Do you want to use bare metal servers? and are you not using it because
you are scared of setting and maintaining it up? Here, we have
Tinkerbell - which provides quite a simple way of setting up and
provisioning a bare metal machine.
This fulfills the need and now you should not worry about the complexity
of setting up your bare metal machine. You can use Tinkerbell even to
setup your VMs and can do lot more things besides provisioning. For
example, installing some required software after provision or setting up
a k8s cluster and much more.
In this post, we will talk about the use cases of bare metal servers in
today’s cloud native world and the challenges which people generally
face. And then we discuss how Tinkerbell can help us as an overall solution to overcome these bare metal server provisioning challenges.

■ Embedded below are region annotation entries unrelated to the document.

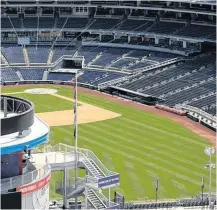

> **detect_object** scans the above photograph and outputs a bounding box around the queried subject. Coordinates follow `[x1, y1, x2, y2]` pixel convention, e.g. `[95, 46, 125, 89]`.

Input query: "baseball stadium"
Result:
[0, 0, 217, 209]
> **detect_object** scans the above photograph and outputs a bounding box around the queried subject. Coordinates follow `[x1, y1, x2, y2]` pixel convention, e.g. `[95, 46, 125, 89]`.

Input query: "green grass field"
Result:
[2, 86, 216, 200]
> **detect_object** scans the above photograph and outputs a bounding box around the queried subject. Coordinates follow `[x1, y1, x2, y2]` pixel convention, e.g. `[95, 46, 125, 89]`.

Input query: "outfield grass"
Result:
[3, 86, 215, 200]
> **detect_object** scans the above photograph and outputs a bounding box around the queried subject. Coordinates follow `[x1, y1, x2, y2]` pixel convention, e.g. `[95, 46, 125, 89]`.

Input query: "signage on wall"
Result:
[16, 174, 51, 195]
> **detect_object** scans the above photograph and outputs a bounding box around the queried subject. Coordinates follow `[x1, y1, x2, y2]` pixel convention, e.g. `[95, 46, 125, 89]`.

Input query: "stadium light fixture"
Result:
[204, 147, 215, 209]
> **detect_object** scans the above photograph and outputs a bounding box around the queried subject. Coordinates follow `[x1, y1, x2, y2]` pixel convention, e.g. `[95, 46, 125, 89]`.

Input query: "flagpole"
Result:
[74, 72, 78, 209]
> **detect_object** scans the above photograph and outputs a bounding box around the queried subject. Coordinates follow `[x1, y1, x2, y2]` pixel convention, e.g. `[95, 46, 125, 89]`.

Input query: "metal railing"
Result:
[42, 143, 117, 176]
[175, 104, 216, 123]
[56, 176, 97, 194]
[0, 159, 51, 191]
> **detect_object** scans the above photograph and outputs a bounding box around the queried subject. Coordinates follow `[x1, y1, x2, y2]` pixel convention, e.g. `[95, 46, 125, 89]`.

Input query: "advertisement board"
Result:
[98, 174, 120, 188]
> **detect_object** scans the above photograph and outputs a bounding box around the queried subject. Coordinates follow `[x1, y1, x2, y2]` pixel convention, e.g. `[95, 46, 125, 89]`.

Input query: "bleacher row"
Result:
[1, 44, 177, 71]
[1, 45, 216, 115]
[125, 193, 216, 209]
[1, 17, 216, 40]
[117, 54, 216, 115]
[1, 67, 124, 85]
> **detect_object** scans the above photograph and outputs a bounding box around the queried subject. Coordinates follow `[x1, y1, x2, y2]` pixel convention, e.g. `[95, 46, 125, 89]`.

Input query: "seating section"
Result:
[39, 17, 55, 28]
[175, 24, 216, 38]
[23, 17, 37, 28]
[1, 68, 20, 82]
[124, 193, 216, 209]
[118, 19, 152, 31]
[119, 54, 216, 112]
[78, 70, 123, 85]
[148, 22, 184, 34]
[27, 46, 50, 63]
[19, 68, 45, 80]
[1, 44, 25, 63]
[56, 17, 88, 28]
[1, 17, 216, 40]
[89, 18, 120, 30]
[1, 17, 21, 29]
[47, 72, 74, 81]
[52, 46, 76, 62]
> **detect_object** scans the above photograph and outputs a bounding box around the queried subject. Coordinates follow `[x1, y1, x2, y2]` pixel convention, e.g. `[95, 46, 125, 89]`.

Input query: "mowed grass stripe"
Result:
[79, 125, 204, 181]
[3, 86, 215, 200]
[100, 118, 204, 163]
[94, 118, 204, 164]
[78, 133, 207, 197]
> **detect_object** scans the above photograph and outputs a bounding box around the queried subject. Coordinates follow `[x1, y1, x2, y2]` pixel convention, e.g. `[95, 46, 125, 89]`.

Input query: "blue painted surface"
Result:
[0, 133, 49, 154]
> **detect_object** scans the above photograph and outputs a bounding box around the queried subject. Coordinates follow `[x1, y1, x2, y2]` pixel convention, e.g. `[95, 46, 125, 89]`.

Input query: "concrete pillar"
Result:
[4, 97, 8, 117]
[183, 41, 187, 48]
[154, 37, 159, 44]
[127, 35, 131, 43]
[63, 168, 69, 209]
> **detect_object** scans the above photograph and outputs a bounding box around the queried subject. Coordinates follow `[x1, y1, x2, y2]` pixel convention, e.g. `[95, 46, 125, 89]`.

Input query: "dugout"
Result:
[104, 86, 163, 105]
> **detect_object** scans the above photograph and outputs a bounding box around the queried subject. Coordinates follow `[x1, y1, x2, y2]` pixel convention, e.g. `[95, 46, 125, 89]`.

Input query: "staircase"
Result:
[42, 71, 49, 80]
[23, 47, 29, 66]
[1, 53, 9, 65]
[87, 52, 103, 66]
[83, 158, 105, 178]
[86, 189, 106, 209]
[16, 70, 24, 81]
[47, 48, 54, 65]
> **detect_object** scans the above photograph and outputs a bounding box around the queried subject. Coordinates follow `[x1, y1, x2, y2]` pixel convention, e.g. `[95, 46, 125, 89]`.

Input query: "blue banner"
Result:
[106, 203, 120, 209]
[17, 37, 30, 45]
[98, 174, 120, 188]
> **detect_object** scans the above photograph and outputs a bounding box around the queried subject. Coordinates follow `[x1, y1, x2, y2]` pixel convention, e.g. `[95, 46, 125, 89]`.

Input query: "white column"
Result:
[183, 41, 187, 48]
[154, 37, 159, 44]
[127, 35, 131, 43]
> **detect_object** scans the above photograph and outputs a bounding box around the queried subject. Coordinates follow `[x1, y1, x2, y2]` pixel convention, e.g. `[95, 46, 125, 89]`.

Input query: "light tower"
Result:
[204, 147, 215, 209]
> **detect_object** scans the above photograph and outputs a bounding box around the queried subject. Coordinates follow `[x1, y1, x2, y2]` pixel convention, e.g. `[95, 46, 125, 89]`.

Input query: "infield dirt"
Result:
[36, 94, 121, 126]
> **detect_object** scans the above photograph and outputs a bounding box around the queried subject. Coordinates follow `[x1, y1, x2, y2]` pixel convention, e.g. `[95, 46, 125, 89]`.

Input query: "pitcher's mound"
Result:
[24, 88, 57, 94]
[36, 105, 121, 126]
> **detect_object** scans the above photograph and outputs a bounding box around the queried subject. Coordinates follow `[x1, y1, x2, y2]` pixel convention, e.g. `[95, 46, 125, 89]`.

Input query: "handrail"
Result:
[59, 143, 117, 176]
[0, 162, 51, 191]
[176, 104, 216, 123]
[42, 143, 117, 176]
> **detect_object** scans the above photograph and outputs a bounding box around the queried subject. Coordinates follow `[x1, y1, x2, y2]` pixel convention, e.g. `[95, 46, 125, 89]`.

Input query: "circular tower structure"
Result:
[0, 95, 51, 209]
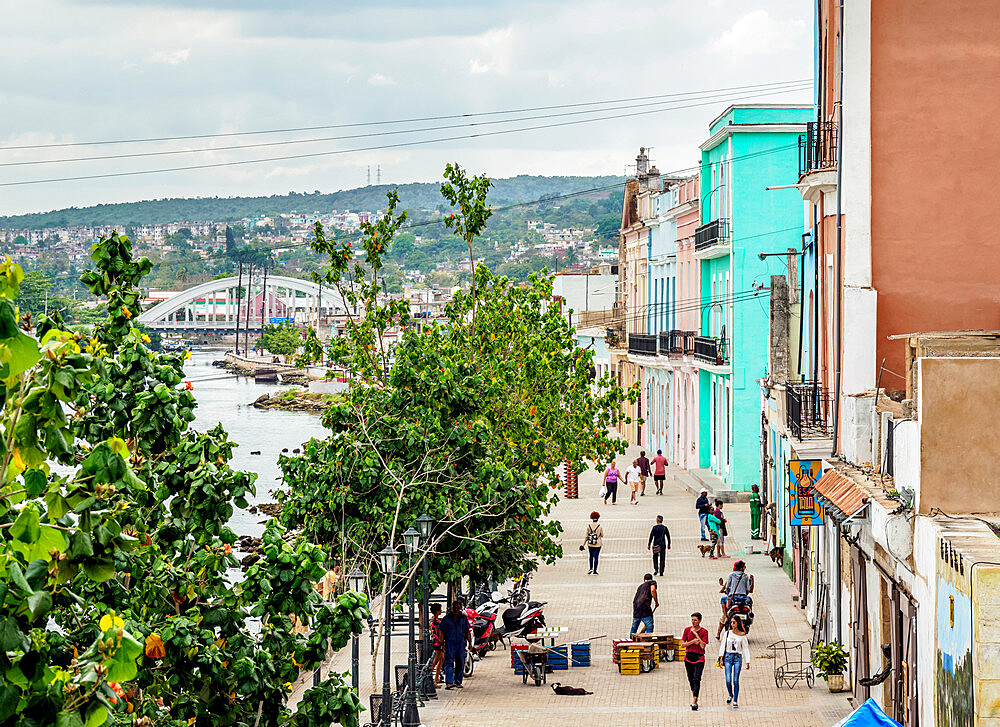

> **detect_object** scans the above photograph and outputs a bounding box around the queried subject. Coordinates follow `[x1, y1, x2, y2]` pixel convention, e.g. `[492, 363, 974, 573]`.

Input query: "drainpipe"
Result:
[830, 0, 846, 456]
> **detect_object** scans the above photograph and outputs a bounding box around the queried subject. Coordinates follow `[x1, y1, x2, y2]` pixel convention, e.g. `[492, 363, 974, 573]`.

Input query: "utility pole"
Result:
[236, 258, 243, 356]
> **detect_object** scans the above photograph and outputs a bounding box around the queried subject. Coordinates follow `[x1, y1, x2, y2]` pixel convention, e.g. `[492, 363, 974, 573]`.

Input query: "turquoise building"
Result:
[693, 104, 814, 490]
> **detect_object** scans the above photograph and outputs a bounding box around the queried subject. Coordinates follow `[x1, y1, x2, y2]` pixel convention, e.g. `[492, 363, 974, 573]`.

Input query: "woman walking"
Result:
[719, 616, 750, 709]
[681, 611, 708, 712]
[750, 485, 762, 540]
[603, 460, 621, 505]
[431, 603, 444, 686]
[580, 510, 604, 576]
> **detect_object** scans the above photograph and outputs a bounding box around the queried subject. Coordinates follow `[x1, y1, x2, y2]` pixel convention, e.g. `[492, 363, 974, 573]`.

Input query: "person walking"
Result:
[750, 485, 761, 540]
[628, 573, 660, 638]
[580, 510, 604, 576]
[681, 611, 708, 712]
[646, 515, 670, 576]
[653, 449, 667, 495]
[694, 488, 712, 543]
[719, 616, 750, 709]
[440, 599, 472, 689]
[601, 460, 621, 505]
[431, 603, 444, 687]
[635, 450, 649, 497]
[625, 459, 642, 505]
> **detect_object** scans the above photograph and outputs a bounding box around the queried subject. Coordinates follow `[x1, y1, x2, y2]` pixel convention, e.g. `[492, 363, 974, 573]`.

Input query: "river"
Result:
[184, 348, 328, 536]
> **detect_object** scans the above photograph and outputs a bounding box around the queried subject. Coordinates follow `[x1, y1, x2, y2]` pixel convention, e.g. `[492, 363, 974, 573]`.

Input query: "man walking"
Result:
[646, 515, 670, 576]
[440, 599, 472, 689]
[653, 449, 667, 495]
[629, 573, 660, 637]
[635, 450, 649, 497]
[694, 488, 712, 542]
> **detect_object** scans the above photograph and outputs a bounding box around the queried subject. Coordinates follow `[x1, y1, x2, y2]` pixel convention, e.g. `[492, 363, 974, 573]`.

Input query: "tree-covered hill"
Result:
[0, 175, 622, 229]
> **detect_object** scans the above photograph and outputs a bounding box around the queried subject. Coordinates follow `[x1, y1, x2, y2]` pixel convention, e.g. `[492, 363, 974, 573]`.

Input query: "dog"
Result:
[552, 682, 593, 697]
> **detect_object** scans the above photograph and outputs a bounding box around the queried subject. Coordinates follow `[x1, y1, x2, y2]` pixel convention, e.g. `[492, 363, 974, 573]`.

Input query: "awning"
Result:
[833, 699, 903, 727]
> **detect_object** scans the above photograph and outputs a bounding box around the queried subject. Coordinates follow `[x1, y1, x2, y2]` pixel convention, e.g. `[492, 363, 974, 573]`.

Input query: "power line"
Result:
[0, 86, 807, 167]
[0, 78, 812, 151]
[0, 84, 812, 187]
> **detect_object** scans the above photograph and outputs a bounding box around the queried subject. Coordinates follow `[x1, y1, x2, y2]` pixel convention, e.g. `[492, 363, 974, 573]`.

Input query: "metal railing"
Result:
[785, 381, 832, 440]
[694, 218, 729, 250]
[628, 333, 656, 356]
[799, 121, 837, 176]
[694, 336, 729, 366]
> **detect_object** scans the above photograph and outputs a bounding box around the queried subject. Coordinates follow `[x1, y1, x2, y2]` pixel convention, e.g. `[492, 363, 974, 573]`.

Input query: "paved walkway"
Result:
[292, 450, 850, 727]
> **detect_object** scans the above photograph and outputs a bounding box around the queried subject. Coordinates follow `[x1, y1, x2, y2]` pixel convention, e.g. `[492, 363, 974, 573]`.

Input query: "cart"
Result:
[514, 647, 549, 687]
[768, 639, 816, 689]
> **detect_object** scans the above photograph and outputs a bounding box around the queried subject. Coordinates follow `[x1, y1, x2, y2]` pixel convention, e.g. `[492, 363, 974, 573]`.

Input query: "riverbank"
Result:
[253, 389, 339, 413]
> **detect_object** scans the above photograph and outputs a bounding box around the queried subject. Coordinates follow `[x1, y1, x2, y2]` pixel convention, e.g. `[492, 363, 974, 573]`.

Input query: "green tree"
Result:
[280, 165, 635, 600]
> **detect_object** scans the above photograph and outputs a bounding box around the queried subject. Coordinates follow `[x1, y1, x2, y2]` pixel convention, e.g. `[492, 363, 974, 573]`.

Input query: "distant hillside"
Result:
[0, 175, 622, 229]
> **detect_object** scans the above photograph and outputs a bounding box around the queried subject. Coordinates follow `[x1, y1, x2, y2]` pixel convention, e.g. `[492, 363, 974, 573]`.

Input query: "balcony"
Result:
[799, 121, 837, 176]
[694, 218, 732, 260]
[693, 336, 729, 366]
[628, 333, 656, 356]
[785, 381, 832, 442]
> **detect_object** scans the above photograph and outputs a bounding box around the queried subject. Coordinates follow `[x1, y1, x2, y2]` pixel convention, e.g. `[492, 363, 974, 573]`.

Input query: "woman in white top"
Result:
[719, 616, 750, 709]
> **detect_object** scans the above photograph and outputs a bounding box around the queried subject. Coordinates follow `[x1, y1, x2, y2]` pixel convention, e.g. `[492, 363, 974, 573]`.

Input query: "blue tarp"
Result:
[833, 699, 903, 727]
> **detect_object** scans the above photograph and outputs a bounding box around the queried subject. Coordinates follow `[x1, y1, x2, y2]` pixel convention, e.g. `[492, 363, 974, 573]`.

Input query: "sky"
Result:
[0, 0, 813, 215]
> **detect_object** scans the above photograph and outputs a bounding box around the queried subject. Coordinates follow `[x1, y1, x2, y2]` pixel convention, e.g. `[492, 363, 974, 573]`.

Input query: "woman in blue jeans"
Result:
[719, 616, 750, 709]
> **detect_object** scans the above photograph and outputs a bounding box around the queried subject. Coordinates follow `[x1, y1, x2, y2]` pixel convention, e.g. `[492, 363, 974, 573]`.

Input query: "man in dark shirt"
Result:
[629, 573, 660, 635]
[635, 450, 649, 497]
[694, 489, 712, 542]
[439, 600, 472, 689]
[646, 515, 670, 576]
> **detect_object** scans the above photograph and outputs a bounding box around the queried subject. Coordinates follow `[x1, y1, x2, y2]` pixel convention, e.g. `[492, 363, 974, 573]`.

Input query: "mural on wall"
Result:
[934, 550, 975, 727]
[788, 459, 823, 526]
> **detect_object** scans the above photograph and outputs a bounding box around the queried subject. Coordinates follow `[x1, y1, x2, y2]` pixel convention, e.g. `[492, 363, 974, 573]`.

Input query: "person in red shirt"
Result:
[681, 611, 708, 712]
[652, 449, 667, 495]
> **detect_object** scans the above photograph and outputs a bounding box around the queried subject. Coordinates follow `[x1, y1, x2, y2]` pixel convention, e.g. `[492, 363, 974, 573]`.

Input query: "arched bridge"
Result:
[137, 275, 346, 333]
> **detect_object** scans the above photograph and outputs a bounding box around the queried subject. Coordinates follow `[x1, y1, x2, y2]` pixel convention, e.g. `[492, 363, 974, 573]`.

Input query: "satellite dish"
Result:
[885, 515, 913, 560]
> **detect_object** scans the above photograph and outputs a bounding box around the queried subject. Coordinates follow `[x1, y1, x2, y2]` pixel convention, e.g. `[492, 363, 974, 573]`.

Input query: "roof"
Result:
[814, 463, 899, 518]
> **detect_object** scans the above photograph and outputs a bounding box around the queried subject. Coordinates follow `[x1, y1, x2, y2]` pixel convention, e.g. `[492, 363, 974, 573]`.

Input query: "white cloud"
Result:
[146, 48, 191, 66]
[709, 8, 806, 61]
[368, 73, 396, 86]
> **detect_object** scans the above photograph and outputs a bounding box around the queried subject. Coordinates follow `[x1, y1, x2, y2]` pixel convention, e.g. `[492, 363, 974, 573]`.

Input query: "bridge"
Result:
[136, 275, 347, 333]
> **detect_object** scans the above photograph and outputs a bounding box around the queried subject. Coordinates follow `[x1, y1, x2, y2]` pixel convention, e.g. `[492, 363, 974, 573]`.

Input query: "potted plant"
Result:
[810, 641, 847, 692]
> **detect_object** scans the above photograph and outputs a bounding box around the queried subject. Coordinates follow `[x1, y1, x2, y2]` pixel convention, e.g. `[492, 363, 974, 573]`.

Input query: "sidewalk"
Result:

Excited? Let’s begin then!
Bare metal servers are omnipresent - from rack of servers that are
present in a Data Center of a company to an RPi board in a small IoT
devices. Let’s pin point on some real-world use cases:
- There are organizations that would like to use their on-premise
infrastructure and build a private cloud.
- Bare metal is also applicable where data security comes into the
picture. Security is very important aspect and a private
infrastructure lets you configure the way business would like. For
example, account holders data of any bank.
- With the Bare Metal servers, organizations can tune their
performance on the basis of cost, consistency, and predictability.
These properties are hard to bargain from the public on public
clouds.
- The increase of control is also a big advantage of bare metal
servers as compared to cloud servers.
-
Administration cost: If a user would like to setup a large Data
Centers which consist of hundreds of servers. In this case it would
be difficult to manage this large infrastructure. For example,
provisioning each server and maintaining its life cycle.
-
Hardware Cost: There are cases where a user needs to setup the
infrastructure with different CPU structures. For example Intel
x86-64, ARM, etc and different distros like CentOS, Ubuntu, etc. In
this case, it is again a bit difficult to change the configuration
of an already configured/setup server again and again as per the
requirement changes.
-
Maintenance: “Increase of Control comes with Increase of
Complexity”. The user will have more control over the bare metal
server. But again to configure/reconfigure a bare metal server is
more complex than a cloud server.
How does Tinkerbell solve these challenges?

Source
There are few micro services in Tinkerbell and each one of them handles
a particular task while doing a Network boot for a bare metal server.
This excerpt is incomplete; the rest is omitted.